Soups: Level up your Thai noodle soups or vegetable soups like tom jued soup with a sprinkle of crispy garlic and some garlic oil.
How to store
Let the crispy fried garlic cool down and transfer it to an airtight container like a glass jar. Keep it at room temperature in a dark, dry place, and it'll stay fresh for several weeks.
The garlic-infused oil can be kept separately or in the same container.
Did you know?
My passion for the pungent garlic flavor is thanks to my grandmother's. In Thailand, it's pretty common to find elder people who munch on raw garlic cloves. A plate of crisp vegetables, some raw garlic, and sticky rice is a typical meal for my grandparents!
Eating raw garlic in moderation is perfect for your health. It's packed with nutrients, antioxidants, and it's great for your immune system.

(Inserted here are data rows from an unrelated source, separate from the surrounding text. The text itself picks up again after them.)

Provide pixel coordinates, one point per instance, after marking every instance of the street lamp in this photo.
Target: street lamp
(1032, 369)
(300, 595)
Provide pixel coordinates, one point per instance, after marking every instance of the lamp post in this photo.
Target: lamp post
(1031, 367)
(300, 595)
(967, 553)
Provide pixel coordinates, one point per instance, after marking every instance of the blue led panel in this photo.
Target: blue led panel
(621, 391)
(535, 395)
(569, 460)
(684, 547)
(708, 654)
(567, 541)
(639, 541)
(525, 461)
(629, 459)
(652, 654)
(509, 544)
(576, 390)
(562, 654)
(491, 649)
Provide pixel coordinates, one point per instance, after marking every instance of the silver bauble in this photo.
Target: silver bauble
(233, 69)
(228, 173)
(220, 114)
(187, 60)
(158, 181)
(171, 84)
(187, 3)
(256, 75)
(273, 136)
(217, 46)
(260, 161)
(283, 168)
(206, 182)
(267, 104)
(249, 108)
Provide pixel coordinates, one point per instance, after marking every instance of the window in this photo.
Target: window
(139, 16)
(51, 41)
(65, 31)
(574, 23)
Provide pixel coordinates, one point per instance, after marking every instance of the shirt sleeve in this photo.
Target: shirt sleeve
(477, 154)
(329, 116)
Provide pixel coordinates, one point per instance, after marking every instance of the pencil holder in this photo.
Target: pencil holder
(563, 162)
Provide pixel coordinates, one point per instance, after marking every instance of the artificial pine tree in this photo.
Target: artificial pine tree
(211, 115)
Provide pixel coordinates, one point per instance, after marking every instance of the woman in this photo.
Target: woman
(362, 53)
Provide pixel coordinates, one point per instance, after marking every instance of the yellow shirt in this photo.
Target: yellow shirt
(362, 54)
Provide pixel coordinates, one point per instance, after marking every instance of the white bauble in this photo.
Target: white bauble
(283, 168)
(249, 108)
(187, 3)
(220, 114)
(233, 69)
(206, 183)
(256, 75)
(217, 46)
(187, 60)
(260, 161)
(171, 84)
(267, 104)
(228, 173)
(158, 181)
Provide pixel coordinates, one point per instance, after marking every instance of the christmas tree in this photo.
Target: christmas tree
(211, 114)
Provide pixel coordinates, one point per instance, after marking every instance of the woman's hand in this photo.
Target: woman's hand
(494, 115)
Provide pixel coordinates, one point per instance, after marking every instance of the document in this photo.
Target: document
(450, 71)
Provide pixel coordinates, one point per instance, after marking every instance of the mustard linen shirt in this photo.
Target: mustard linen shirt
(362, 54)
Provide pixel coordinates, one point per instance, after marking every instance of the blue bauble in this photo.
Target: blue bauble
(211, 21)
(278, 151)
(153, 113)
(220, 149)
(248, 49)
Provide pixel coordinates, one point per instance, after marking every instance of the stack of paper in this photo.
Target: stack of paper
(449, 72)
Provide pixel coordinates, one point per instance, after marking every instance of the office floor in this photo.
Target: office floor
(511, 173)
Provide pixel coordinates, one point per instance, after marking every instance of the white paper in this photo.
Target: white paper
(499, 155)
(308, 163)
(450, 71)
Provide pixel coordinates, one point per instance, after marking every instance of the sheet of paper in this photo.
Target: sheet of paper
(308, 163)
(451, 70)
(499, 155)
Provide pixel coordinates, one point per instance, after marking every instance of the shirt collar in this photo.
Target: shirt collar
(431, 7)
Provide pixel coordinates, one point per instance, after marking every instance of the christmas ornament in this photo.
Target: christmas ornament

Frequently asked questions
Why is my fried garlic not crispy?
If your fried garlic isn't crispy, you'll need to make some changes. Ensure the oil is at the right temperature before sizzling the garlic. Slice them into thin, uniform slices. Fry in small batches. Make sure the garlic isn't over-fried. Use a neutral-flavored oil with high smoke point.
Can we eat fried garlic daily?
Eating fried garlic daily can potentially lead to an increased calorie intake due to the oil used in the frying process. While garlic itself offers various potential health benefits like antioxidant properties, moderation is key. Try using fried garlic in small portions and use it in moderation alongside a well-rounded diet.
Why is my fried garlic bitter?
If your fried garlic tastes bitter, you might have overcooked it. Keep a close eye while frying and remove it from the oil slightly after it turns golden. Use fresh garlic for the best taste, and let excess oil leak on paper towels.